Coming in at only 1 millimeter long, Tardigrades are a microscopic organism that first were discovered in the 1700’s. Known as ‘mighty water bears’ because their walk emulates that of a bear, they are some of the most resilient creatures on Earth. They typically reside in wet areas like moss or soil, and they are extremely resistant to temperature changes. They can survive in temperatures above boiling point and below freezing point, assisted by their ability to transform into a state called ‘Cryptobiosis’. This dehydrated state is triggered by the Tardigrade curling up and retracting their head and legs into a ball, which is called a tun. This protects the Tardigrades by releasing antioxidants and protecting it’s vital organs, allowing it to survive in unheard of conditions such as radioactive environments and in deep space. When a Tardigrade is entered into water, they tend to leave this state even after years in Cryptobiosis. These tiny beings are certainly one of the most formidable creatures on the planet.

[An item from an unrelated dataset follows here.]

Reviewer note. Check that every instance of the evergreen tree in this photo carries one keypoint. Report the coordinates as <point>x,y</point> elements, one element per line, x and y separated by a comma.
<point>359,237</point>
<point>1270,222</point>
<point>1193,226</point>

Krill are tiny aquatic creatures that are about the size of a paperclip. Pink and Opaque Krill are the most common. They exist in oceans in the arctic, most commonly in Antarctica. They feed on phytoplankton (another small but mighty animal!), other aquatic plants, and they often swim in the thousands. Swarms of krill can even be seen from space. It is estimated that the amount of Krill in the world outweighs (in pounds) the amount of people on Earth. They are an integral part of the Antarctic ecosystem – penguins, seals, fish, whales, and other animals consistently feed on Krill. Krill also assist with moving nutrients from ocean sediment to rise and be accessible to other aquatic life. It’s also shown that Krill absorb some of our carbon emissions, amounting to about a quarter percent of our current total CO2 output. A recent decline in ice-algae (their main food source) due to temperature rise and shrinking sea ice has afflicted the Krill population, causing concern that species of penguins and other predators may also suffer population decline. Increased demand for Krill products is also concerning, as they are used in items like fish food and nutritional supplements like Krill oil. More stringent regulations of Krill fishing is an important step to mitigating population loss, as these creatures are some of the most interesting and hard-working animals supporting the global ecosystem.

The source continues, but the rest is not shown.